50 Senators have already come out in support of the CRA, which would overturn the FCC’s December 14 decision and restore net neutrality protections that prevent Internet providers from controlling the web with throttling, censorship, and new fees. The February 27 push is laser focused on securing the final vote needed to pass the resolution in the Senate. Advocates will also take the fight to the House of Representatives, where net neutrality supporters plan to wage an all-out war to reach the 218 supporters (a simple majority) needed to force the CRA to the floor.

“The Internet is on a mission to save net neutrality, and every member of the Senate needs to decide if they are with us or against us,” said Evan Greer, Campaign Director of Fight for the Future (pronouns: she/hers), “The FCC’s decision to let ISPs throttle websites and shake us down with new scams and extra fees was the most unpopular move in the agency’s history. The CRA gives our elected officials a clear way to reverse that decision, making it a simple up or down vote on the future of the open Internet. On February 27, we’ll make sure they know their constituents expect them to do their jobs and vote on the right side of history.”

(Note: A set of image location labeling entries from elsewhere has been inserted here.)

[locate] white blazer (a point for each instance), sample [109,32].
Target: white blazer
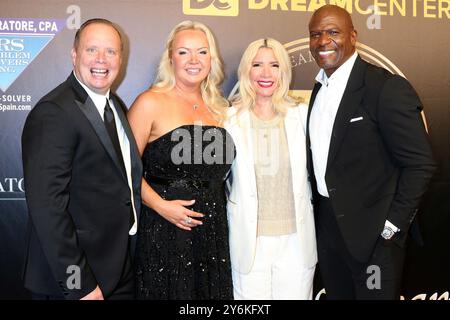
[242,204]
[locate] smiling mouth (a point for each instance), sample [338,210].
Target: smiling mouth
[265,84]
[99,72]
[193,71]
[326,53]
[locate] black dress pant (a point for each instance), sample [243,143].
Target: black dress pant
[346,278]
[124,290]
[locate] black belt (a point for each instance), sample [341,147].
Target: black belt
[180,183]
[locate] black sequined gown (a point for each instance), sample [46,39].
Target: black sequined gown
[189,162]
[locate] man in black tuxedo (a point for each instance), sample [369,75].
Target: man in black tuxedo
[82,177]
[369,161]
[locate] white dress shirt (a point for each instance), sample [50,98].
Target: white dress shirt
[322,118]
[323,115]
[100,102]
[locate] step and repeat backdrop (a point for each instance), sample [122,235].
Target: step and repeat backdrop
[407,37]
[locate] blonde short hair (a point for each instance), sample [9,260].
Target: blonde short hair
[210,86]
[246,98]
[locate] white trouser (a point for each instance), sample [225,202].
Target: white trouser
[277,272]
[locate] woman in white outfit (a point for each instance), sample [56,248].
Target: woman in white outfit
[271,223]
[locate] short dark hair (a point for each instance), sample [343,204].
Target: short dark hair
[76,41]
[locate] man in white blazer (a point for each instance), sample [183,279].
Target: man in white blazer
[273,265]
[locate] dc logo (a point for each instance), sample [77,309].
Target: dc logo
[211,7]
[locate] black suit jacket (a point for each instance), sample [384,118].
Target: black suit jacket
[77,195]
[378,168]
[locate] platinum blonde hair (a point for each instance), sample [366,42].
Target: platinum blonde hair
[246,98]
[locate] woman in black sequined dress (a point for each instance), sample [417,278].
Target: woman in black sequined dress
[182,249]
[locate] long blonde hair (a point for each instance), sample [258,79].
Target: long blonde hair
[246,98]
[210,86]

“The FCC vote to gut net neutrality protections was a historically bad decision — one that will negatively impact millions of Americans who rely on the internet for work, news, entertainment, and so much more. The massive unpopularity of the FCC’s move is reflected in an intense and continuing public backlash, including polling showing a vast majority of Americans from both parties oppose the repeal. One is hard pressed to think of a more unpopular policy coming out of Washington in recent years,” said Demand Progress Director of Communications Mark Stanley. “No one in America except for the detested Big Telecom lobby is clamoring to see net neutrality rules repealed. For lawmakers, backing the CRA resolution to restore net neutrality presents the rare opportunity to be celebrated by voters from both parties, with no political downside apart from bucking Comcast and Verizon.”

“The FCC was wrong to repeal Net Neutrality protections. Everybody knows that, which is why we’ve seen incredible momentum behind the national movement to restore internet rights to internet users,” said Free Press Action Fund Campaign Director Candace Clement. “Millions of people have spoken out because they recognize how important the open internet is for racial justice, free expression, innovation and economic opportunity. Lawmakers are already following the public’s lead, signing up by the hundreds to overturn the FCC’s unpopular and unwise action. On February 27 more people will have their say, giving every member of Congress the chance to stand with their constituents and reject this awful decision.”

Before the CRA can officially start moving, the FCC must now enter the rules into the Federal Register, which will start a countdown of 60 legislative days for the Senate to act. If the CRA passes both houses, it will go to the President’s desk. The White House, which has criticized mergers and other actions by large telecom companies, has been noticeably quiet about the FCC repeal, which was unpopular with voters from across the political spectrum including 3 out of 4 Republicans. While a veto is possible, the reality is that no one can predict what Trump will do.

Over the last year net neutrality has emerged as a mainstream political issue, with millions of people contacting their lawmakers, broad participation from small businesses, major web companies, and even brands like Burger King, and hundreds of volunteer-led grassroots protests, in-district meetings, and petition deliveries to Congressional offices. Previous days of action on July 12 and December 12 drove unprecedented numbers of phone calls, emails, and comments to lawmakers and the FCC.